The United States Women’s Soccer team opened the World Cup with a 2-0 victory over North Korea. The team entered the tournament with questions about chemistry and the merit of its #1 world ranking. The team has yet to hit a groove and play to its full potential, as it needed an extra play-in game just to qualify for the World Cup. Therefore, the team and its supporters had a nervous excitement for the tournament, held in Germany.
The opening game for the United States was impressive, chaotic, frustrating, and encouraging all at the same time. In the first half, there were many offensive opportunities that lacked the proper timing to execute an effective shot on net. For example, Amy Rodriguez was able to use her speed and ball control to beat the North Korean defenders and create crossing opportunities in the box. Abby Wambach is a very talented forward, and will undoubtedly be a key for the US moving forward, but was unable to consistently put shots on net with any velocity. She put herself in good position to create scoring opportunities for herself, and simply needed to finish. Lauren Cheney, a controversial choice to start at forward, was very effective on the offensive end. The three forwards all played very well in the first half, but didn’t play well TOGETHER. One could sense that chemistry was only a half or two away, and then the trio would then be extremely dangerous.
In the second half, Wombach was able to notch an assist, and Lauren Cheney justified her start with a goal. The offensive combination of Wambach, Cheney, and Rodriguez (who may become the overlooked key player on this team), along with Alex Morgan off the bench, will allow the United States to match any country’s front line at the World Cup.
The midfield is a different story. Because the United States decided to start Cheney at forward, moving from a 4-4-2 to a 4-3-3 strategy, one of the usual midfield starters was forced to sit. That midfielder was Megan Rapinoe. Rapinoe’s presence was missed, especially in the open field, in the US’s defensive half. North Korea was able to launch far too many uncontested shots on net from outside the box; there simply was no pressure from the American midfield on the North Korean strikers. These long distance, uncontested opportunities will hurt the United States against more talented offensive teams.

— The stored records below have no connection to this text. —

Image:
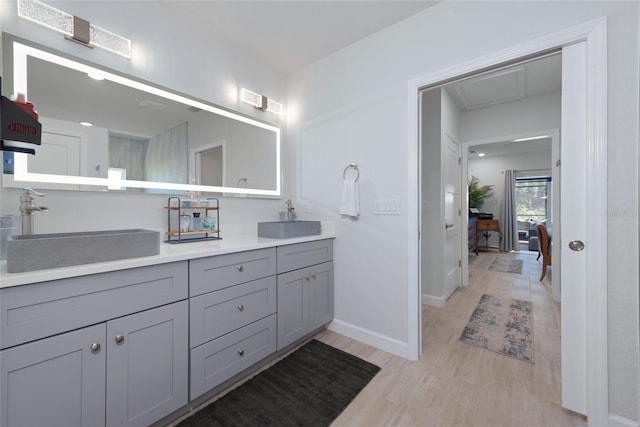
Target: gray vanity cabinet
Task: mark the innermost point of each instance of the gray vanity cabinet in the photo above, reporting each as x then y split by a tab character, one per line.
305	289
232	315
106	349
147	365
55	382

Which brings us to the defensive line. The defensive lineup was untouched entering the World Cup, the only phase of the starting lineup (aside from the goaltender position) where the usual personnel was not changed. The defense still left many North Korean attackers with opportunities to score on crossing passes and passes within the box. Far too often, US defenders were forced to reel as North Korean attackers crept behind the defense within just yards of goalkeeper Hope Solo, who made multiple solid saves en route to a 2-0 shutout. The defense, along with the midfield that is a player down from the traditional 4-4-2 layout, needs improvement if the United States wants to continue to advance in the tournament once it qualifies out of the group stage.
So the main question is, how will the US be more successful: With a 4-4-2 or a 4-3-3 strategic alignment? While the 4-4-2 is more traditional, and it would limit the amount of long distance quality shots from the opposition because of the extra midfielder, the 4-3-3 allows the forwards to work better together and produces many more scoring opportunities than a 4-4-2. For this team, the 4-3-3 gives the team a better opportunity to win, and the US simply looks more comfortable in this formation. With more time to adjust to the new formation, the forwards will improve chemistry quickly, as was evident from the 1st to 2nd half in the opening game. The United States will play Colombia on Saturday at 11:30AM, and will need Rodriguez to set the table, Wambach to finish these scoring opportunities, and Cheney to be the everything-type player. The three forwards have been the story for the United States thus far in the World Cup, and these women will continue to write the story for the US National Team in the next 3 weeks.